Pour le moment, il est difficile de dire comment la situation va évoluer, puisque c’est un paysage nouveau. Il y a toujours eu des milices, mais une organisation qui occupe des lignes de front en Ukraine, qui se substitue à une armée d’État en n'ayant aucune règle, si ce n’est la terreur et le crime… Je ne crois pas qu’on ait vu ce genre de chose, de cette ampleur-là, dans l’histoire récente et nous sommes démunis face à cela.
(Re)voir : comment fonctionne le groupe Wagner ? Marat Gabidullin, ex-mercenaire témoigne
Mais la chose la plus important est de dire de quoi il s’agit ! Surtout quand nous avons une guerre non seulement sur le terrain mais qui implique aussi les réseaux sociaux. C'est une dimension de Wagner que nous oublions souvent : il n’y a pas que des mercenaires ou des tueurs. Il y a aussi tout une activité de propagande, de cyberinfluence.
Les États-Unis connaissent bien cet aspect, puisque d’après le renseignement américain, Wagner a influencé le résultat des élections présidentielles de 2016 et des midterms de 2018.
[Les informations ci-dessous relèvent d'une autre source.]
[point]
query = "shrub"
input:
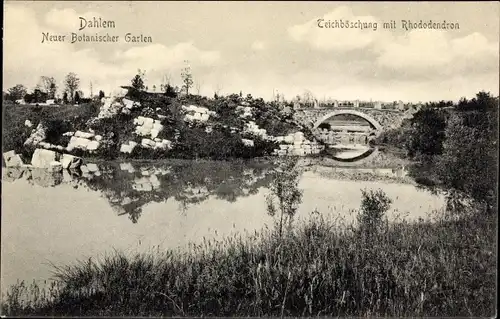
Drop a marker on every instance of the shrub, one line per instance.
(374, 205)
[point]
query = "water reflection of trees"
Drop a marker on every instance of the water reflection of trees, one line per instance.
(129, 187)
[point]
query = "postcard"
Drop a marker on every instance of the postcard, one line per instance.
(253, 159)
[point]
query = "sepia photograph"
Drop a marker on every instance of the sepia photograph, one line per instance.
(249, 159)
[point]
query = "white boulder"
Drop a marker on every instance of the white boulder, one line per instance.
(37, 135)
(84, 134)
(12, 159)
(93, 145)
(42, 158)
(92, 167)
(246, 142)
(70, 162)
(147, 143)
(55, 166)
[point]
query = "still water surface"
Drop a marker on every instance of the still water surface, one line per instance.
(137, 207)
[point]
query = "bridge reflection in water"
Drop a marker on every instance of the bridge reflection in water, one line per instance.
(347, 137)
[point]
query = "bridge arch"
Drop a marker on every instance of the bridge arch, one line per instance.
(370, 119)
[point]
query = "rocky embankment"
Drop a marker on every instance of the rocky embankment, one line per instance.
(149, 132)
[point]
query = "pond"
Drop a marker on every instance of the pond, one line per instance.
(134, 207)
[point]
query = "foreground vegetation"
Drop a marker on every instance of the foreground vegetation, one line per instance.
(447, 268)
(443, 267)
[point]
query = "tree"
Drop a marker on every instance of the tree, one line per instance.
(170, 91)
(138, 80)
(72, 83)
(65, 98)
(198, 87)
(427, 134)
(77, 97)
(48, 85)
(17, 92)
(468, 165)
(374, 205)
(285, 196)
(187, 78)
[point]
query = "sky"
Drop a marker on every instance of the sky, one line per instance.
(261, 48)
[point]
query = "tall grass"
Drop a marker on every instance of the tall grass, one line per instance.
(446, 268)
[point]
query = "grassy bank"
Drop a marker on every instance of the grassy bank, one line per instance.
(447, 268)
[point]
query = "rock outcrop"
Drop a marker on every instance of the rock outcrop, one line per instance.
(296, 145)
(43, 158)
(128, 147)
(70, 162)
(12, 159)
(146, 126)
(194, 113)
(37, 135)
(86, 141)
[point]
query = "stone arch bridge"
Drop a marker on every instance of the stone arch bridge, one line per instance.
(379, 119)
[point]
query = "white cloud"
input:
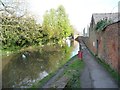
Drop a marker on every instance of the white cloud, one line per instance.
(79, 11)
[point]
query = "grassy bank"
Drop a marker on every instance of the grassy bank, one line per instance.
(73, 73)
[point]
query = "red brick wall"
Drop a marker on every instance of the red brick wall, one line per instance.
(108, 45)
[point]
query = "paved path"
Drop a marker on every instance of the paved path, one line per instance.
(94, 75)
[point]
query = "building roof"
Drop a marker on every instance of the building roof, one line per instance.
(110, 16)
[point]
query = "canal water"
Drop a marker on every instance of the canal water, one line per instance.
(23, 69)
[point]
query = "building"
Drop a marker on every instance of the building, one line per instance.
(104, 43)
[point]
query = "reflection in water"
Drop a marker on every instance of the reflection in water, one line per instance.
(25, 68)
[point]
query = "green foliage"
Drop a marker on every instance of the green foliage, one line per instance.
(102, 24)
(24, 31)
(19, 32)
(56, 24)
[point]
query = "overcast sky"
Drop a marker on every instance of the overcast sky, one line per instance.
(79, 11)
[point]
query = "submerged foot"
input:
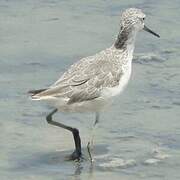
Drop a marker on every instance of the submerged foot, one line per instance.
(75, 156)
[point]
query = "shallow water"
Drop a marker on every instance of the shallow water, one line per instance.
(139, 138)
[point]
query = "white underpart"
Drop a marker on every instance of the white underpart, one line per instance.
(104, 100)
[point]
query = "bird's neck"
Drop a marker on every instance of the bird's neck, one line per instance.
(126, 40)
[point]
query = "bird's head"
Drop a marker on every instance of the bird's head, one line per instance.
(132, 19)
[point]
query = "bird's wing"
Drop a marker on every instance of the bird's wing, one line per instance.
(85, 79)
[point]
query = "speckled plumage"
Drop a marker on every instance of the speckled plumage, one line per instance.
(98, 77)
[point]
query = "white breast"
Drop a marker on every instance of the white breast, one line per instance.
(114, 91)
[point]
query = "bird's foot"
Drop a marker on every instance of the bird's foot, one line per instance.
(89, 149)
(75, 156)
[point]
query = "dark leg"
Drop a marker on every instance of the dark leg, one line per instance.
(76, 155)
(90, 143)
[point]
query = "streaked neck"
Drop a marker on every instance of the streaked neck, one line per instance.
(126, 40)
(Re)lire : vidéos anti-françaises en Afrique : "Wagner est dans une approche prosélyte"
Faire de la propagande, interférer dans les élections etc., c’est un autre type d’activité terroriste, moins visible mais tout aussi dangereuse. Aujourd'hui, il n’est plus simplement question de guerre d’opinion : nous contestons les faits ! La vérité devient quelque chose d’arbitraire, il est donc important de dire les choses, aussi bien pour les décideurs et les chefs d’États que pour la population : cette organisation commet des crimes, qui relèvent pour certains des crimes de guerre voire de génocide - et nous avons pour mission de les poursuivre et de les arrêter.